The 25-member Hubhopper team does not distinguish between big and small content publishers. With impressions of over 2 Mn, the startup has built a base of more than 400K-500K monthly active users in the past six months.
The startup has also been a part of the Apple accelerator programme, which helped the founders in growing their product and improving their skill set with regard to user interface guidelines, including understanding how a user is going to interact with the product every time, and more.
Challenges In The Content creation And Distribution Segment
As a destination for content publishers as well as content consumers, Hubhopper has taken the onus to address the concerns of both the parties.
Talking about content publishers, Gautam told Inc42 that most content creators are fantastic at creating content — be it an individual blogger or YouTube vlogger or a well-known publication. But, creating content is a small part of the overall business scaling pattern.
He believes that factors such as targeting, segmentation, performance, CRM (client relationship management), and UX are important aspects that hard for small and mid-level publishers to manage.
This is where Hubhopper tries to fill the gap by helping publishers track user activity through source clicks, impressions versus page views/clicks, optimal interaction times, popular action on content being shared, etc taking place on their channel.
Publishers can pay a subscription fee to access all of this data on a dashboard and gain insights from it to increase their returns in terms of the churn of the readers on the platform. Gautam further explained that Hubhopper helps publishers increase their revenues along with the monthly active user rate, based on its subscription model.
“It is a sort of targeting and retargeting aspects of the customer cycle to be taken care of,” Gautam explained.
The other pain point the company addresses for consumers is helping them filter the massive content which is available online. For consumers, Hubhopper takes user interests into account to personalise content from more than 100 publishers and podcast channels.
The Hubhopper app (available on both iOS and Android) saves consumers time and effort — as well as space on their devices — by bringing together short, digestible, personalised content in one unified view.

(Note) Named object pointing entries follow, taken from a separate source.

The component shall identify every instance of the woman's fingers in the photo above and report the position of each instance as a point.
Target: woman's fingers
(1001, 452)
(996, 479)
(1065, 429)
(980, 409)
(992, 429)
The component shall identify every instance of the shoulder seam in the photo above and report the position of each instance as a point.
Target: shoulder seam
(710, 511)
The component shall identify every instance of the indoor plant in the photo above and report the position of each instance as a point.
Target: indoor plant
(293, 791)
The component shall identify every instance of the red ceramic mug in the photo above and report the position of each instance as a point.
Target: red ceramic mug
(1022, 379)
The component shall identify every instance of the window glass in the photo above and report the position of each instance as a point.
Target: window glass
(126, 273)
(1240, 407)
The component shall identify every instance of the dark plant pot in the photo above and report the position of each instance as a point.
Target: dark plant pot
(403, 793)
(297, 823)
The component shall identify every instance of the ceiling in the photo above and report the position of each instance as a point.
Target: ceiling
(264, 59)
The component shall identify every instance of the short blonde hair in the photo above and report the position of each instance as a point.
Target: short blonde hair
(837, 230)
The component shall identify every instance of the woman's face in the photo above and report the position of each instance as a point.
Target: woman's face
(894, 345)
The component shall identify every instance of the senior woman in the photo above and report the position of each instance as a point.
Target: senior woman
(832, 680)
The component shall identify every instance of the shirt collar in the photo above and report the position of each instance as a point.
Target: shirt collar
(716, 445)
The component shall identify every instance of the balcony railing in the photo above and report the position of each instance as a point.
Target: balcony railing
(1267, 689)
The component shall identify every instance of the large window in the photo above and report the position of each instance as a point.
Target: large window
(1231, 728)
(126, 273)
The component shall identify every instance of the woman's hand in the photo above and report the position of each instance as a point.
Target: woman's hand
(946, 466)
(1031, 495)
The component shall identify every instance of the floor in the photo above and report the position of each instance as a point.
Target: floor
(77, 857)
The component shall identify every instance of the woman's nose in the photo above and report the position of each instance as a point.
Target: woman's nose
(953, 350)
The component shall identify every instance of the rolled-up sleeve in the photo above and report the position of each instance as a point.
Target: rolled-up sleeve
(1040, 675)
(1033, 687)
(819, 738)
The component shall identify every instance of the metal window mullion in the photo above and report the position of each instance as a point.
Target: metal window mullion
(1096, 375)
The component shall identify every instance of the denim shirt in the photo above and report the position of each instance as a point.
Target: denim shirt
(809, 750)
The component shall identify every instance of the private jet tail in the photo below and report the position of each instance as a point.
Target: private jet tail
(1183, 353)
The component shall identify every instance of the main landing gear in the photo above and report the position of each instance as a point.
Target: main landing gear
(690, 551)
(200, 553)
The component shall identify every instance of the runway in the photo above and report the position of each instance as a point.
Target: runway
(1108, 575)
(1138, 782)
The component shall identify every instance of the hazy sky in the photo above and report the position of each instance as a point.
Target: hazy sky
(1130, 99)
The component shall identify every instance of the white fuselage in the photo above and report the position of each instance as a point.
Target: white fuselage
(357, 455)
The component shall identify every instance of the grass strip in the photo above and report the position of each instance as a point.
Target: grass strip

Personalised Content Aggregation Space In India
A report by the Confederation of Indian Industry (CII) and the Boston Consulting Group (BCG) said that the Indian media and entertainment (M&E) industry would nearly double in size to $123 Bn (INR 8 Tn) by 2022, clocking a CAGR of 11-12% between 2016 and 2022.
In the short news aggregation space, there are players like Dailyhunt’s newly launched app Newzly, Noida-based content discovery app Inshorts; Mumbai-based PIPES, and GSF-backed Newsbyte, which aims to filter the most relevant news for its readers from all the available news and sources and provide it in a contextual timeline.
Startups such as Tenreads and Murmur are also growing fast in this space.
Hubhopper also faces competition from larger content aggregators such as Flipboard, UC News, Google News, Apple News, and others.
A Truthout article chronicles the rise of content marketing, which is expected to reach $313 Bn globally by 2019, double of what it was in 2014.
Gautam wants to Hubhopper be “the leading player in the forms of new media, new content, in forms of content that don’t necessarily fit the archetype of the way people are consuming today in India.”